このホームスクーラー共同運営マガジンでは、今のところ唯一の父親のようです。もっと多くの男性に参加してほしいですよね。

といっても実は僕は単身赴任で、娘のほうは主に妻に任せてしまっていますが(妻には本当に感謝しています)、息子とは毎日30分zoomで1対1の話をしています。

このホームスクーラー共同運営マガジンで何を書こうかと思っていたのですが、「かがみの孤城」という本屋大賞を取った物語を読んでとてもびっくりした時のことを、まず書いておきたいと思います。

僕がその本を読んだのは、まだ家族で一緒に僕の派遣先のカナダのエドモントンに住んでいた時のことでした。娘はまだ現地の学校に通っていましたが、息子のほうはもうすでにホームスクーリングを始めていました。

カナダではホームスクーリングはきちんと制度として認められているので、よくいる子供の1人に過ぎません。父親としては、現地校に通って英語のシャワーを浴びてくれればいいのにとも思いましたし、最初は全く葛藤もなかったわけでもなかったのですが、カナダのホームスクーリングの制度についてはあらかじめ知っていたし、僕自身が教育関係の仕事をしていて、一斉授業の限界にはもう身に染みていたので、家で勉強したいという彼の気持ちを受け入れました。
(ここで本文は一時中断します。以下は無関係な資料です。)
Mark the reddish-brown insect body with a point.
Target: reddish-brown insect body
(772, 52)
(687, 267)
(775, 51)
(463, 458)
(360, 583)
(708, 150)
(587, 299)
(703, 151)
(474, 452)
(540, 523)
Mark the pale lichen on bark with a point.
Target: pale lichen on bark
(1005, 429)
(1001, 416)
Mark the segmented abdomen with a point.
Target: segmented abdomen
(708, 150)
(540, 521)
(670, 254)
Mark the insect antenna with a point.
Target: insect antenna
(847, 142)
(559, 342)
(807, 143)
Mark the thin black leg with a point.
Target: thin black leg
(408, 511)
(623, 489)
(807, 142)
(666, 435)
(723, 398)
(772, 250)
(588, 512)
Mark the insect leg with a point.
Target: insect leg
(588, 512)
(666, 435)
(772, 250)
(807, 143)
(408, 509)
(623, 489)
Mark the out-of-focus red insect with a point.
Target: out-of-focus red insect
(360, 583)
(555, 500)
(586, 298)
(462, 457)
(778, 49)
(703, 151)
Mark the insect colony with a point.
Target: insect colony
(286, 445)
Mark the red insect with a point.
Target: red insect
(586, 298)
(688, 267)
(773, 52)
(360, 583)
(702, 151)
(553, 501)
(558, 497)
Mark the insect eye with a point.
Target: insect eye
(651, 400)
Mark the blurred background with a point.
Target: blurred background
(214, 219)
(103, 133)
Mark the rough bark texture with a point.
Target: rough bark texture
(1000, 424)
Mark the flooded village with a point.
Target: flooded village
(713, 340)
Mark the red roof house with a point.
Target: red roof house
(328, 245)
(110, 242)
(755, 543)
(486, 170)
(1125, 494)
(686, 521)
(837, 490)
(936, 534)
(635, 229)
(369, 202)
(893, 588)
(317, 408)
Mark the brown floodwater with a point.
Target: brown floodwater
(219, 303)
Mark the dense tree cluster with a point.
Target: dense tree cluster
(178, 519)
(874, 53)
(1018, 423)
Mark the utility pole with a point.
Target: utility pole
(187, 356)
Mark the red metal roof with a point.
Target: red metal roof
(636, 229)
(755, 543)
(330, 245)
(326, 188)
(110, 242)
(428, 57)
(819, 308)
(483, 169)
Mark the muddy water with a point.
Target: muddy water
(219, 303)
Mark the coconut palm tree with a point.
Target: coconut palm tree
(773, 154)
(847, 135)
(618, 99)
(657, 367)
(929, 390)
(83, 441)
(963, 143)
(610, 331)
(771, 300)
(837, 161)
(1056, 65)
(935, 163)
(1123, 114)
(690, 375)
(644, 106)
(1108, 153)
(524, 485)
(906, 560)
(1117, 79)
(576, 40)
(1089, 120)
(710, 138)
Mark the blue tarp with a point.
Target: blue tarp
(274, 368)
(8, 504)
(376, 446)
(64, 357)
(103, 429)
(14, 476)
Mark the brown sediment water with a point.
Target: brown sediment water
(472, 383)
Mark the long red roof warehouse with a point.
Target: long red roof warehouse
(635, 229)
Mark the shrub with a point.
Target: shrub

それが2年前の9月の初めのことでした。

それからカナダでの1年度が終わり、夏休みになって昨年一時帰国するときに読み始めたのが、「かがみの孤城」です。最初には葛藤があったと申し上げましたが、その頃にはもうすっかりホームスクーリングは我が家の中では当たり前の光景となっていたので、この本を読み始めた時は本当に衝撃的でした。

というのも、主人公の中学生があまりにも自分に対して否定的だったからです。多分この共同運営マガジンを読んでらっしゃる方は日本人がほとんどだと思うので、わざわざ説明するまでもないのかもしれませんが、同級生がクラスのプリントを持ってくると息を潜めて気がつかれないようにしていたり、その閉塞感や罪悪感、絶望感などにとても違和感を覚えてしまいました。そしてソーシャルメディア上の書評などを読んでみると、それは全く例外的なことではなく、日本で学校に通っていない子供たちの多くが、そのようなネガティブな感情を持っているらしいと言うことがわかりました。

しかし、学校に通わないことで一体誰に迷惑をかけているのでしょうか。カナダでは、ホームスクーラーだけが参加している合唱団や、ブラスバンドや、スポーツクラブなどがたくさんあります。学校に通っていない事は同じなのに、カナダではそれぞれが生活を楽しんでいて、日本ではそれが悪いことのように思い込んでしまっている子供たちが大量にいるのです。

それで僕は皆さんに声を大にして言いたいのです。

ホームスクーリングは悪いことではありません。生まれた場所と時代が違えば、何の変哲もない1つの暮らし方に過ぎません。海外の多くの国や地域で、実際にそれはごく普通の風景ですし、日本でもあと数年すれば誰も悪いことだとは思わなくなるでしょう。つまり、いま家にいて苦しんでいるお子さんやその家族は、ただ単に数年早く生まれてしまっただけのことなのです。

実際にこのホームスクーラー共同運営マガジンを読んでみてください。どの家族もごく普通に暮らしていますよね。これが普通なんだという事実をいちど受け入れることさえできれば、絶望している皆さんにも全く違う新しい世界が見えてくるのではないかと思います。

学校に通っていない子供の中には、人間関係などで、傷ついてしまっている場合も多いでしょう。その場合はゆっくり休んで回復してほしいと思っています。ただ、いじめなどによるダメージのほかに、学校に通っていないという事実でさらに自分を苦しめてしまっている人がいるとしたら、そんな必要はないのだということをお伝えしたいです。